Of course "paleo man" is really a metaphor. There was no "one" paleo man. There are at least three hominid species in the Paleolithic period that differed significantly from each other: Homo sapiens, Homo erectus, and Homo habilis. If you go back in time a little further, we encounter other hominid species, such Australopithecus afarensis and Australopithecus africanus, who were mostly, if not strictly, vegetarians.

Evolution is very useful as a unifying principle to help us understand what is healthy today and what is not. But it cannot completely replace empirical research on nutrition. Some of that research will undoubtedly uncover nutrition habits that increase longevity and improve health today, even though they were not practiced by our paleo ancestors.

We know that highly refined carbs (e.g., white bread with no fiber) and sugars (e.g., table sugar) are too recent an addition to the human diet for us to have evolved to use them optimally for nutrition. So their association with the metabolic syndrome makes sense, from an evolutionary perspective. But there are very gray areas where paleo nutrition speculations cannot tell us much, and what they tell us may be misleading.

References:

Burt, A. & Trivers, R. (2006). Genes in conflict: The biology of selfish genetic elements. Cambridge, MA: Harvard University Press.

Dawkins, R. (1990). The selfish gene. Oxford, UK: Oxford University Press.

Kock, N. (2009). The evolution of costly traits through selection and the importance of oral speech in e-collaboration. Electronic Markets, 19(4), 221-232.

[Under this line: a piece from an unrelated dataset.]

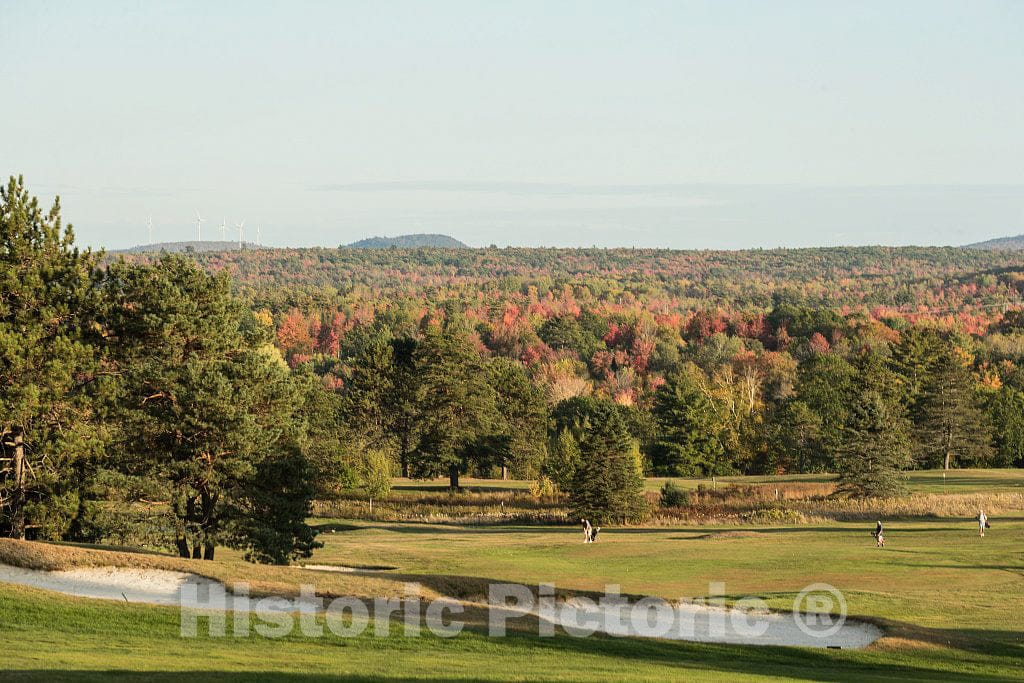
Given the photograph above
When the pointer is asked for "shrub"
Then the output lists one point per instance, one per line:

Miller, G.F. (2000). The mating mind: How sexual choice shaped the evolution of human nature. New York, NY: Doubleday.

Rhodes, G., Chan, J., Zebrowitz, L.A., & Simmons, L.W. (2003). Does sexual dimorphism in human faces signal health? Proceedings of the Royal Society of London: Biology Letters, 270(S1), S93-S95.

Zahavi, A. & Zahavi, A. (1997). The Handicap Principle: A missing piece of Darwin’s puzzle. Oxford, England: Oxford University Press.